The Green Fence surrounding the outdoor rooms behind the house is designed to function much the same as SmartDwelling I’s green wall: the bottom half is for beans, peas, and other vining vegetables while the top is reserved for espaliered fruit. The eight foot height is ideal because it is tendable and harvestable with only a step-stool by shorter people, or simply standing on the ground for taller people. The green fence is sometimes called a “Habershamedge” because it was first widely used at Habersham, where Eric has served as Town Architect for many years.
SmartDwelling II’s kitchen garden is built in similar manner to that of SmartDwelling I, with raised beds radiating out from a tilapia tank at the center. It is bounded towards the front of the lot by a “green shed,” which accomplishes several tasks: Garden tools are stored in the enclosed room to the left, the central open part is a potting shed, and the enclosed room to the right is a workshop and storage room. Recycling and trash containers are stored under the potting bench until it is time to set them out on the curb for collection.

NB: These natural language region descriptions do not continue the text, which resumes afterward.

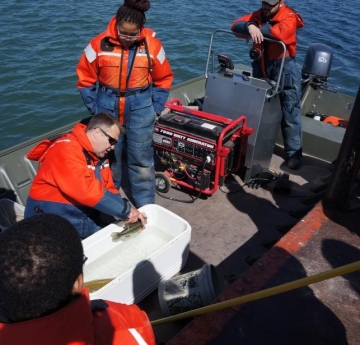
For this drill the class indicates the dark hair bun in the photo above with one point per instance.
(140, 5)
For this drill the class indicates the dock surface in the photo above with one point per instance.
(261, 238)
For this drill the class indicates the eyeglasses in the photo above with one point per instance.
(131, 37)
(112, 141)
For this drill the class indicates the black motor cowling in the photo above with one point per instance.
(317, 62)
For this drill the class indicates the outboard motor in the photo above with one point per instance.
(317, 63)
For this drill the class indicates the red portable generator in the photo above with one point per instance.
(199, 149)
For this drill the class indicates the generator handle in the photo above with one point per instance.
(275, 90)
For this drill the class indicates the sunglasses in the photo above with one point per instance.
(111, 140)
(132, 37)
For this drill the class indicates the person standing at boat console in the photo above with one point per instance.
(124, 72)
(74, 178)
(277, 21)
(43, 299)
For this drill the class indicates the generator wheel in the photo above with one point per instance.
(162, 182)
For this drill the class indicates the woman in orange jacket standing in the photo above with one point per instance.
(124, 72)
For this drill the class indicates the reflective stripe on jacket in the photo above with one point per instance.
(107, 62)
(76, 324)
(67, 180)
(281, 27)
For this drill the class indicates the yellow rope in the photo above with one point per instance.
(342, 270)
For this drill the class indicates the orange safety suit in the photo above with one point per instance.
(73, 183)
(102, 323)
(120, 72)
(281, 27)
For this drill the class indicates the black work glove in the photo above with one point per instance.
(264, 177)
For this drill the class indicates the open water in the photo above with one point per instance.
(41, 42)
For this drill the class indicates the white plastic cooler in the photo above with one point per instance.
(140, 261)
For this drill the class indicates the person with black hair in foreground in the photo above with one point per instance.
(42, 299)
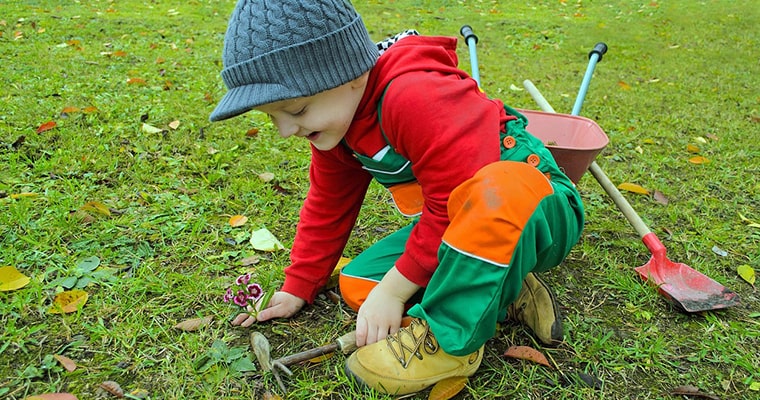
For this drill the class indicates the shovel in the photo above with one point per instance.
(683, 286)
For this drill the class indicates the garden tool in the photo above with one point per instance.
(685, 287)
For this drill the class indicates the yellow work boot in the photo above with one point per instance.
(536, 308)
(408, 361)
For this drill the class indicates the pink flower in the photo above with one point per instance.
(255, 292)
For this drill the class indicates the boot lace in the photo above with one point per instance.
(406, 345)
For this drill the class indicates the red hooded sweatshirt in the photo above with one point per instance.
(434, 115)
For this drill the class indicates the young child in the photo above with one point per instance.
(490, 205)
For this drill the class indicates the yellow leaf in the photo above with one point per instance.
(96, 207)
(68, 301)
(632, 187)
(11, 279)
(624, 85)
(699, 160)
(263, 240)
(24, 194)
(193, 324)
(238, 220)
(66, 362)
(319, 359)
(52, 396)
(447, 388)
(747, 273)
(527, 353)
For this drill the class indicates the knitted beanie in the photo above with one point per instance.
(283, 49)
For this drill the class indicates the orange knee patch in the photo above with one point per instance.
(355, 290)
(488, 211)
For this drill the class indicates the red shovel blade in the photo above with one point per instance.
(685, 287)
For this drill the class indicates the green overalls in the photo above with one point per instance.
(488, 249)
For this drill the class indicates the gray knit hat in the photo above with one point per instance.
(283, 49)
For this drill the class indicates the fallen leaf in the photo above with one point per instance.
(447, 388)
(68, 301)
(266, 176)
(632, 187)
(319, 359)
(747, 273)
(527, 353)
(688, 390)
(660, 198)
(136, 81)
(23, 195)
(67, 363)
(46, 126)
(193, 324)
(717, 250)
(238, 220)
(264, 240)
(12, 279)
(96, 207)
(151, 129)
(699, 160)
(113, 387)
(52, 396)
(250, 261)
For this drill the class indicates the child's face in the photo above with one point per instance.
(322, 119)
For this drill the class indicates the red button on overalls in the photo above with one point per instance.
(533, 160)
(508, 142)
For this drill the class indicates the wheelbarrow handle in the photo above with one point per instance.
(471, 39)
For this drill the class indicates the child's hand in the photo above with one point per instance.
(379, 315)
(281, 305)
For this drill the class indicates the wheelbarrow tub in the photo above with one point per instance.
(573, 141)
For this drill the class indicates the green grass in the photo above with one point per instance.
(677, 73)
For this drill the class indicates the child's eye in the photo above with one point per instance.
(299, 112)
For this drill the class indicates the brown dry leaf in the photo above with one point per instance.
(266, 176)
(250, 260)
(660, 198)
(68, 301)
(70, 110)
(193, 324)
(46, 126)
(67, 363)
(688, 390)
(113, 387)
(136, 81)
(319, 359)
(12, 279)
(632, 187)
(699, 160)
(270, 396)
(238, 220)
(447, 388)
(23, 195)
(52, 396)
(527, 353)
(96, 207)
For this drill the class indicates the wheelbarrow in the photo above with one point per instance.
(575, 142)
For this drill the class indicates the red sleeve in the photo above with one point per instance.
(452, 133)
(337, 188)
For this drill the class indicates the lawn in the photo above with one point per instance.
(114, 184)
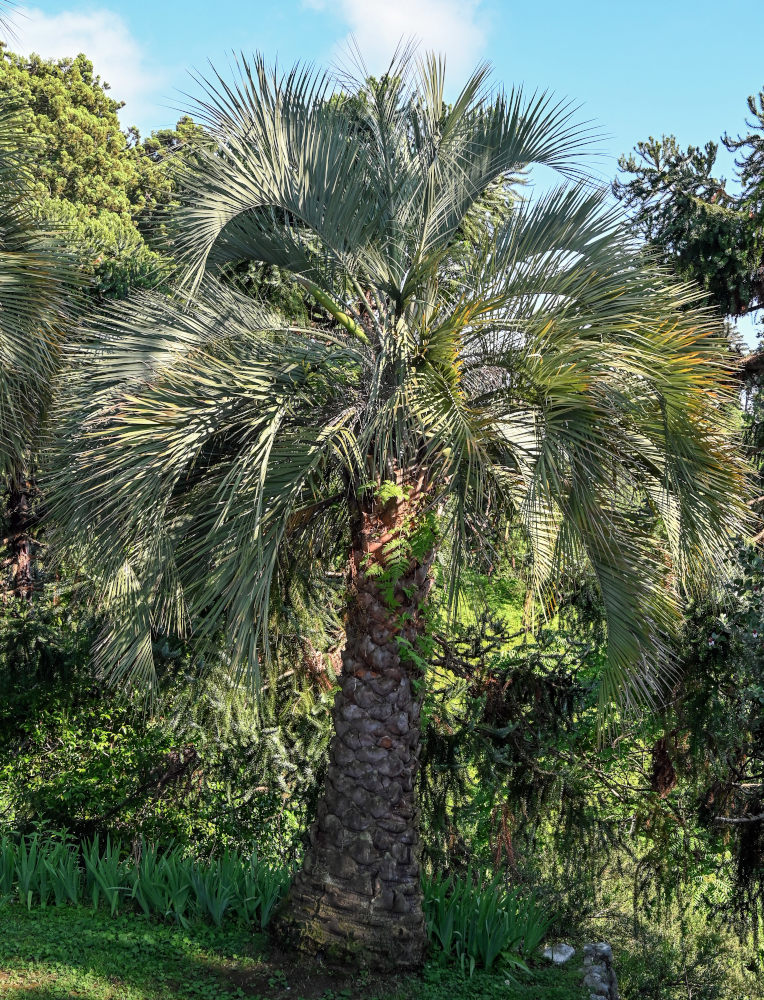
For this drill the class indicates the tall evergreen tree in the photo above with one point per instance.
(549, 378)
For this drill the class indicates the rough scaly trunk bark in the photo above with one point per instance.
(19, 541)
(358, 895)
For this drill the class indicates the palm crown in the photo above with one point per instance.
(541, 374)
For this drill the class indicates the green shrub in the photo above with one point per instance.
(166, 885)
(474, 924)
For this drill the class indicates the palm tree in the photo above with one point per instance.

Because SmartDwelling II is located on a corner lot, the garage can be accessed from the side street, but the design could still be used if it were located in the middle of the block by driving down the right side of the house and pulling into the garage from the east side. But on this site, the east garage door is still built because it allows the garage to be opened and act as a cabana for a party in the courtyard. When there’s no party going on, the paved surface makes a good place for kids to play. A basketball goal could easily be installed over the garage door.